The cornerstones of a vibrant regional blue economy exist and are ready to be built upon:

  • Commuter rail service from Boston to the SouthCoast begins in 2023.
  • The area is home to world-class public and independent higher education and research institutions.
  • New Bedford, the top commercial fishing port in the nation, is an emerging leader in offshore wind development, and a cargo-shipping powerhouse.
  • Fall River is re-engineering its waterfront and attracting commercial and residential development related to offshore wind and expanded commuter rail service.
  • Vibrant marine technology companies such as Lockheed Martin, Raytheon, General Dynamics, Ocean Server, Teradyne and Aquabotix have a presence in the region.
  • A vibrant cultural scene leverages our connection to the sea (think New Bedford Whaling Museum, Fall River’s Battleship Cove, Cape Cod’s National Seashore, and Newport for starters)

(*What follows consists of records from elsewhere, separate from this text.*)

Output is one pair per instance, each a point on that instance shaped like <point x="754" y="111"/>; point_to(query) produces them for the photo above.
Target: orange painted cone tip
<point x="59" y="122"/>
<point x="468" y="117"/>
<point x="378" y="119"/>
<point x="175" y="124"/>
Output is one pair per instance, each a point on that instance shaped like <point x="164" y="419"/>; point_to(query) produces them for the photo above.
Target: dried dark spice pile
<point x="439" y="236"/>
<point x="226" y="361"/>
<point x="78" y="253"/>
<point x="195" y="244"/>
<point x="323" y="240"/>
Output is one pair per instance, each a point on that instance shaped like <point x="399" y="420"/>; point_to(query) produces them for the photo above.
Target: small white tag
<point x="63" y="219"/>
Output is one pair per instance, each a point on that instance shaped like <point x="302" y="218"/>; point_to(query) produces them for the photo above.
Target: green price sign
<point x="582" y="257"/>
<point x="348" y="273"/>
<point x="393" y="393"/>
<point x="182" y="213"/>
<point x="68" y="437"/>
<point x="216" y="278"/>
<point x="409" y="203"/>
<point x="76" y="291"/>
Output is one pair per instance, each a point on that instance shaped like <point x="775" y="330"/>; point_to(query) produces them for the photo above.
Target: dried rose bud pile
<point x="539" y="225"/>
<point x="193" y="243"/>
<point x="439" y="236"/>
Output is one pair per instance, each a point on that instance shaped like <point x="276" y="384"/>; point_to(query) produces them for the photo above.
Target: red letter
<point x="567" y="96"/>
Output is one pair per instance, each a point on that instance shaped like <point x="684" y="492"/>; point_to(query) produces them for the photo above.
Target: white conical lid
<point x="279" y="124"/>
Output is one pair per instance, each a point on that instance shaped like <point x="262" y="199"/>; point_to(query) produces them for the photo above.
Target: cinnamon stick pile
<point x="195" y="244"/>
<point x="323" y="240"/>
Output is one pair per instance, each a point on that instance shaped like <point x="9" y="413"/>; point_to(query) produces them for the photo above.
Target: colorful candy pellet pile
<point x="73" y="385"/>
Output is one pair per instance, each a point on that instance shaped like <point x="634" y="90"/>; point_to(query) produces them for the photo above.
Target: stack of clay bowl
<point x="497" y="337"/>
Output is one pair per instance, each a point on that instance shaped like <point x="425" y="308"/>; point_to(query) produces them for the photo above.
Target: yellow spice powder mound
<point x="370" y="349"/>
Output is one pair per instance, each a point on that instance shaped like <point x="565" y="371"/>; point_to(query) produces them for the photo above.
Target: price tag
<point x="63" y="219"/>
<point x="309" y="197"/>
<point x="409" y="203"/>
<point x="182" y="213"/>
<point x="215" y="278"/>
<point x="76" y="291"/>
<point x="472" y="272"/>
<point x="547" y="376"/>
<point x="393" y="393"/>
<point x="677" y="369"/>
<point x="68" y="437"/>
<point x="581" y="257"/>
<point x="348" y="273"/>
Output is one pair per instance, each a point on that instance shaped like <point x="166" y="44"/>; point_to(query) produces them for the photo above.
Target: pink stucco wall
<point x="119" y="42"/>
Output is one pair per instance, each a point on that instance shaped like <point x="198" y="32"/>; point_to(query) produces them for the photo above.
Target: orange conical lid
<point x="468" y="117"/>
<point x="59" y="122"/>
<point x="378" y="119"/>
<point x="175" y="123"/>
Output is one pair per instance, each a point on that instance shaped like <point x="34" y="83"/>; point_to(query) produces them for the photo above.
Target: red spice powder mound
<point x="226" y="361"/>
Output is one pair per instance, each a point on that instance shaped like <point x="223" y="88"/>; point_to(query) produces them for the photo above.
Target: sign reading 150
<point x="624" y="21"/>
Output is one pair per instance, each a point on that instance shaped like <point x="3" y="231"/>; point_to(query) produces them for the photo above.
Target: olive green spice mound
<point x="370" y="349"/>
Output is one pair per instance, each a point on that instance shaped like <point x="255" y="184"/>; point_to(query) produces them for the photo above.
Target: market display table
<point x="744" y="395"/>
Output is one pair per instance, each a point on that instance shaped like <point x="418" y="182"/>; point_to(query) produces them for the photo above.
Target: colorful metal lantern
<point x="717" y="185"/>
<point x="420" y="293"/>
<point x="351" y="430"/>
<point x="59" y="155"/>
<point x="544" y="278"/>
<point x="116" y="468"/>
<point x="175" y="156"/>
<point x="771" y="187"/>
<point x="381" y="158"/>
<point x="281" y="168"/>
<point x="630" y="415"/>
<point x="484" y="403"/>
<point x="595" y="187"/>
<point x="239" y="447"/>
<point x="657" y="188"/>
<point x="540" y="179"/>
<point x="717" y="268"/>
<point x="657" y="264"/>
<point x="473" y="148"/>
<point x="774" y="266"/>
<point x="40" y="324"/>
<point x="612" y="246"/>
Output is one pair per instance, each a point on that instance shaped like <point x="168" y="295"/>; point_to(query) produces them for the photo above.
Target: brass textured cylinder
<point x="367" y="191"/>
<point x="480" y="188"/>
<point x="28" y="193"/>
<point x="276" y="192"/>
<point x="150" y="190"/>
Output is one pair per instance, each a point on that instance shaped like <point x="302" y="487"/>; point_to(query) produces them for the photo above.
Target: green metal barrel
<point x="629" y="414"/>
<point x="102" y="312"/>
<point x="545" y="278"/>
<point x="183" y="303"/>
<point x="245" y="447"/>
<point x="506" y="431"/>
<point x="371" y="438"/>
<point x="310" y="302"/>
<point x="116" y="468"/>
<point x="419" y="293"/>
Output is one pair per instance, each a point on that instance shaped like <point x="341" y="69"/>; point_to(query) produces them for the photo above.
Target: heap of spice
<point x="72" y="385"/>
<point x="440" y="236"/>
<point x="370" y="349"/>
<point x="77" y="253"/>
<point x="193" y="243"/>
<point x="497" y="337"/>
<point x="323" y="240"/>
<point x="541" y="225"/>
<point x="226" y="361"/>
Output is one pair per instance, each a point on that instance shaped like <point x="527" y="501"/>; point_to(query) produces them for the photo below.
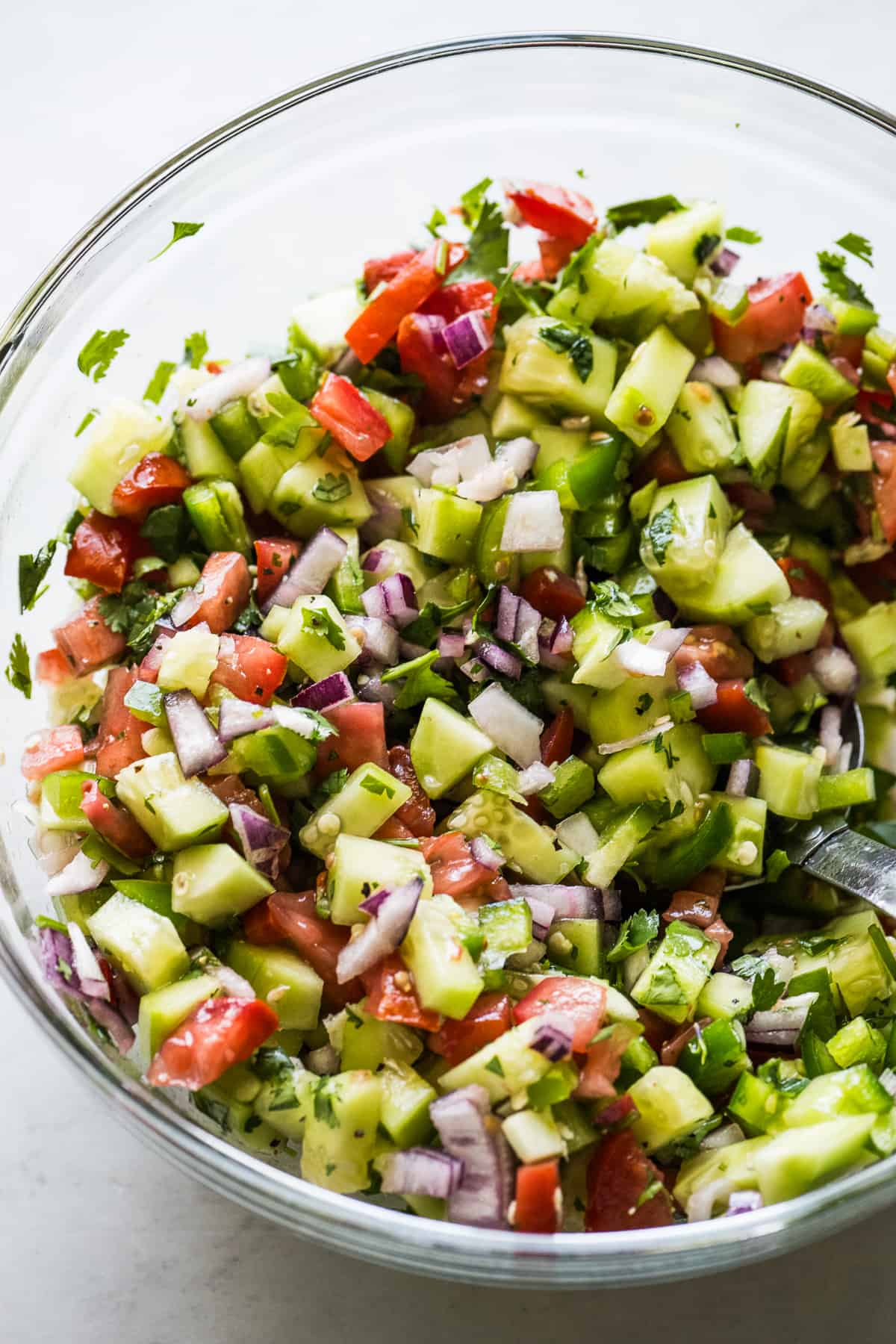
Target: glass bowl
<point x="293" y="195"/>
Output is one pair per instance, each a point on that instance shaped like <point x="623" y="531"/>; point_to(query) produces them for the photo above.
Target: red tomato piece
<point x="361" y="738"/>
<point x="583" y="1001"/>
<point x="556" y="739"/>
<point x="52" y="667"/>
<point x="620" y="1176"/>
<point x="87" y="641"/>
<point x="379" y="270"/>
<point x="348" y="416"/>
<point x="114" y="823"/>
<point x="155" y="480"/>
<point x="317" y="940"/>
<point x="120" y="732"/>
<point x="249" y="667"/>
<point x="553" y="593"/>
<point x="719" y="650"/>
<point x="273" y="558"/>
<point x="488" y="1019"/>
<point x="52" y="749"/>
<point x="418" y="813"/>
<point x="538" y="1203"/>
<point x="556" y="211"/>
<point x="774" y="316"/>
<point x="217" y="1035"/>
<point x="104" y="550"/>
<point x="374" y="329"/>
<point x="225" y="588"/>
<point x="393" y="998"/>
<point x="734" y="712"/>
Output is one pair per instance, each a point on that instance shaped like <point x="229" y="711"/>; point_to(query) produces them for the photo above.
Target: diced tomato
<point x="774" y="316"/>
<point x="393" y="998"/>
<point x="379" y="270"/>
<point x="114" y="823"/>
<point x="538" y="1198"/>
<point x="52" y="749"/>
<point x="120" y="732"/>
<point x="556" y="739"/>
<point x="883" y="483"/>
<point x="374" y="329"/>
<point x="734" y="712"/>
<point x="217" y="1035"/>
<point x="249" y="667"/>
<point x="361" y="738"/>
<point x="583" y="1001"/>
<point x="418" y="813"/>
<point x="87" y="641"/>
<point x="104" y="550"/>
<point x="488" y="1019"/>
<point x="155" y="480"/>
<point x="225" y="588"/>
<point x="273" y="558"/>
<point x="620" y="1176"/>
<point x="554" y="210"/>
<point x="718" y="650"/>
<point x="349" y="417"/>
<point x="52" y="667"/>
<point x="317" y="940"/>
<point x="553" y="593"/>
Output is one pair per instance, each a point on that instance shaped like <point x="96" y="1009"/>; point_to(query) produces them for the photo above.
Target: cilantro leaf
<point x="642" y="211"/>
<point x="19" y="667"/>
<point x="180" y="231"/>
<point x="859" y="246"/>
<point x="195" y="349"/>
<point x="100" y="351"/>
<point x="159" y="382"/>
<point x="743" y="235"/>
<point x="575" y="344"/>
<point x="33" y="570"/>
<point x="833" y="268"/>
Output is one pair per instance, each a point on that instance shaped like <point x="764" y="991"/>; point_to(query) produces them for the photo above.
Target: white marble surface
<point x="99" y="1238"/>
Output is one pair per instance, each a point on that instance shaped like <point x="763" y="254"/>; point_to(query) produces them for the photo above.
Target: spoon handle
<point x="860" y="866"/>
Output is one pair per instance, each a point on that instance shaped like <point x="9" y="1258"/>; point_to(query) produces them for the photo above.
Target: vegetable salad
<point x="442" y="692"/>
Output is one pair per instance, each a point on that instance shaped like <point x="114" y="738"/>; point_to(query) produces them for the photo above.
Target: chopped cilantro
<point x="100" y="351"/>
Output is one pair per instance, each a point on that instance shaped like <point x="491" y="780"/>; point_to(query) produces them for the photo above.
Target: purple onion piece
<point x="196" y="744"/>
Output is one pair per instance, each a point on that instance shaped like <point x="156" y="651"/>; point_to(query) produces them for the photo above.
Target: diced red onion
<point x="467" y="337"/>
<point x="383" y="932"/>
<point x="311" y="573"/>
<point x="829" y="734"/>
<point x="553" y="1035"/>
<point x="496" y="658"/>
<point x="422" y="1171"/>
<point x="716" y="371"/>
<point x="78" y="875"/>
<point x="261" y="840"/>
<point x="237" y="718"/>
<point x="235" y="382"/>
<point x="323" y="695"/>
<point x="393" y="600"/>
<point x="743" y="779"/>
<point x="509" y="725"/>
<point x="534" y="522"/>
<point x="702" y="688"/>
<point x="835" y="671"/>
<point x="196" y="744"/>
<point x="469" y="1133"/>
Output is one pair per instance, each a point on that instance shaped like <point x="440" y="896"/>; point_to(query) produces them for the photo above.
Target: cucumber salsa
<point x="422" y="752"/>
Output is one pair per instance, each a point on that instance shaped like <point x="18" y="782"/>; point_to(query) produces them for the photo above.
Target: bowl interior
<point x="293" y="198"/>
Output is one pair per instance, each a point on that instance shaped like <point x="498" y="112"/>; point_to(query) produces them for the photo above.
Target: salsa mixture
<point x="442" y="692"/>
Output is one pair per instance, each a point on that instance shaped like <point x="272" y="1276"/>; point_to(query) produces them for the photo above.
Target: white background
<point x="100" y="1239"/>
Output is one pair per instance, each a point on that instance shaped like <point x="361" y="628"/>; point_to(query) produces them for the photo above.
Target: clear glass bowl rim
<point x="566" y="1260"/>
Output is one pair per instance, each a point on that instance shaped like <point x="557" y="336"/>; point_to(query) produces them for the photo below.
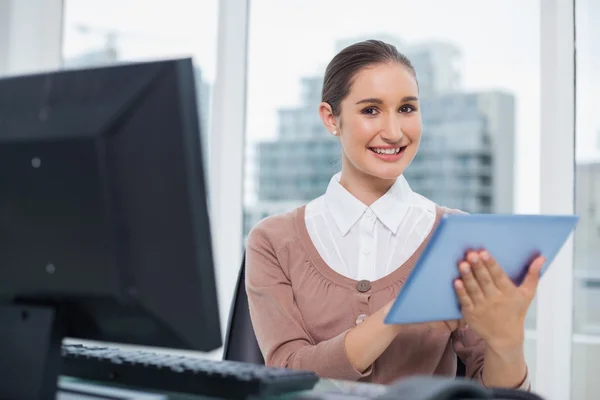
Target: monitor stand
<point x="30" y="351"/>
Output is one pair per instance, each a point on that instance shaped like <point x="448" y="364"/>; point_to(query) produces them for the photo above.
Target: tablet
<point x="513" y="240"/>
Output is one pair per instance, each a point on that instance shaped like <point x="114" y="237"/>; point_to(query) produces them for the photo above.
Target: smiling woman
<point x="370" y="98"/>
<point x="321" y="278"/>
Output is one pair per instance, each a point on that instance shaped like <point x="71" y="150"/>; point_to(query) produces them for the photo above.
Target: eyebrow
<point x="379" y="101"/>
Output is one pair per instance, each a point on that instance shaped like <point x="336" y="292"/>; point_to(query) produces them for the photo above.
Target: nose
<point x="391" y="132"/>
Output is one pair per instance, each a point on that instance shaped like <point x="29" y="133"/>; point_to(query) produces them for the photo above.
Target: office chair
<point x="240" y="341"/>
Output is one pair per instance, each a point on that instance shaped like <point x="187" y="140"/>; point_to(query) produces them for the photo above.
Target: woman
<point x="320" y="279"/>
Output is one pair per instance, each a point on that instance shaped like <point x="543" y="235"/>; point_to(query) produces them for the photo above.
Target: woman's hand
<point x="492" y="305"/>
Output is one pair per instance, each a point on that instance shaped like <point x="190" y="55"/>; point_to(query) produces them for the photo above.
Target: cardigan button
<point x="361" y="318"/>
<point x="363" y="286"/>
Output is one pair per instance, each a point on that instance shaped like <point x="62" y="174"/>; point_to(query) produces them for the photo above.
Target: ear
<point x="328" y="118"/>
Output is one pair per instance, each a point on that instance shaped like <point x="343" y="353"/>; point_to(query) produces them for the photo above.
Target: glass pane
<point x="101" y="32"/>
<point x="586" y="273"/>
<point x="479" y="85"/>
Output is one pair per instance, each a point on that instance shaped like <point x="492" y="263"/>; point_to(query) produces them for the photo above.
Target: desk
<point x="74" y="389"/>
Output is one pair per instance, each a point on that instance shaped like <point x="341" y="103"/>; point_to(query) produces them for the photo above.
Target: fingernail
<point x="465" y="268"/>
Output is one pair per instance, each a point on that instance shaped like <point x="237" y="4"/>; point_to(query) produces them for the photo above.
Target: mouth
<point x="388" y="154"/>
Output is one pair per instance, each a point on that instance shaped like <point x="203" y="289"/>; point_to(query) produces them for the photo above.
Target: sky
<point x="499" y="40"/>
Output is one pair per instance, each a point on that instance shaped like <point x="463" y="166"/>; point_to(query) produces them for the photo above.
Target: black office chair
<point x="240" y="342"/>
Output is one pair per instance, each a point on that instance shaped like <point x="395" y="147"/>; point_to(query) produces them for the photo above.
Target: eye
<point x="407" y="108"/>
<point x="370" y="111"/>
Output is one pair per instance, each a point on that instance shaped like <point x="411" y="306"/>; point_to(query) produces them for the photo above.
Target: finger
<point x="487" y="285"/>
<point x="470" y="283"/>
<point x="466" y="304"/>
<point x="533" y="275"/>
<point x="501" y="280"/>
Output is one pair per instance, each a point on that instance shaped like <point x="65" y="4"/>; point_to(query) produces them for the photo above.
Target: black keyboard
<point x="179" y="374"/>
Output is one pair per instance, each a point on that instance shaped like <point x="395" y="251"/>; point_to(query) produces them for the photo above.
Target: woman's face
<point x="380" y="123"/>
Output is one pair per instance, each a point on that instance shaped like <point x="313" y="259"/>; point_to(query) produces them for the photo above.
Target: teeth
<point x="387" y="151"/>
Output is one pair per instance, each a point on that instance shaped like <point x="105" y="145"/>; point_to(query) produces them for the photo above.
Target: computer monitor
<point x="104" y="229"/>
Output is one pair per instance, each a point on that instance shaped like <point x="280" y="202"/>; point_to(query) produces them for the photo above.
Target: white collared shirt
<point x="363" y="242"/>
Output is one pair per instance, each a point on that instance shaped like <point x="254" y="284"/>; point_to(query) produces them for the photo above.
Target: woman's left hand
<point x="492" y="305"/>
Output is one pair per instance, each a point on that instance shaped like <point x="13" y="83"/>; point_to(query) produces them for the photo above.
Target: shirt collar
<point x="347" y="210"/>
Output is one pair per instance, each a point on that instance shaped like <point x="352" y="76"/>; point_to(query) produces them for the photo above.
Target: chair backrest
<point x="240" y="342"/>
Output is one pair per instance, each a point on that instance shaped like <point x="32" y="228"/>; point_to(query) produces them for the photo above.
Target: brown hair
<point x="348" y="62"/>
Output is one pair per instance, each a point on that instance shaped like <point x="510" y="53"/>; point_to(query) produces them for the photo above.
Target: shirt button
<point x="361" y="318"/>
<point x="363" y="286"/>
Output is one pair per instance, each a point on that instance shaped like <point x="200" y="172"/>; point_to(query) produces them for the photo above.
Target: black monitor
<point x="104" y="229"/>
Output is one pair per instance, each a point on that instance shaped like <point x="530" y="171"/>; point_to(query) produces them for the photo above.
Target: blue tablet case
<point x="513" y="240"/>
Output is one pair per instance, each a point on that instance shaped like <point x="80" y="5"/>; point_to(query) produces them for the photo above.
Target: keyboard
<point x="179" y="374"/>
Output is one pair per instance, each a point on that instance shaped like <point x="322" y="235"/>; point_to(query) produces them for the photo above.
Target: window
<point x="586" y="266"/>
<point x="469" y="90"/>
<point x="101" y="32"/>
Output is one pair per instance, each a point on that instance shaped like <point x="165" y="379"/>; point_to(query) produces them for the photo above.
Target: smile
<point x="390" y="151"/>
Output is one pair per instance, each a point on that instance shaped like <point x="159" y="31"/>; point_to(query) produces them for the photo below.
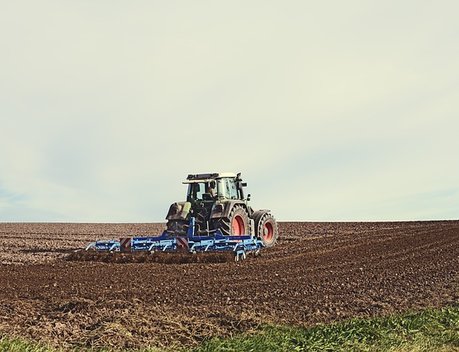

Tangible signs of progress abound. A long-dormant, 14-acre parcel of waterfront property in New Bedford was just purchased to be redeveloped as a shipbuilding facility. Just 20 miles away at Somerset’s Brayton Point, Anbaric has announced plans to invest $645 million in a waterfront energy conversion and storage facility.

UMass Dartmouth’s School for Marine Science and Technology is leading research related to the impacts of offshore wind development on commercial fishing, and recently completed an analysis of how commercial fishing ports will need to adapt to the movement of fish stocks due to climate change.

The next steps need to be:

  • Form the regional marine technology industry alliance to guide strategy.
  • Invest in higher education and research to attract, develop and retain faculty, staff and student talent.
  • Proactively match university research expertise with industry need.
  • Create an environment for entrepreneurs, innovators and investors to interact and create.
  • Improve STEAM (Science, Technology, Engineering, Arts and Math) education in local schools, especially those schools with high numbers of students for whom English is a second language.
  • Streamline pathways from community college to four-year universities. UMass Dartmouth, Bristol Community College and Diman Regional Vocational Technical High School in Fall River recently launched a partnership in which Diman students earn an engineering degree in three years.
  • Develop incentives for college graduates to remain in the region. In other parts of the country, communities are using tactics ranging from college debt payments to direct sales pitches from mayors to retain young people.
  • Identify individuals across the region who have started their college education but stopped and help them complete their degree or secure a credential that positions them to succeed.

The SouthCoast, Cape Cod and Rhode Island as a region must come together to create a hub of innovation and entrepreneurship in the Blue Economy to create the next wave of business development in the Northeast.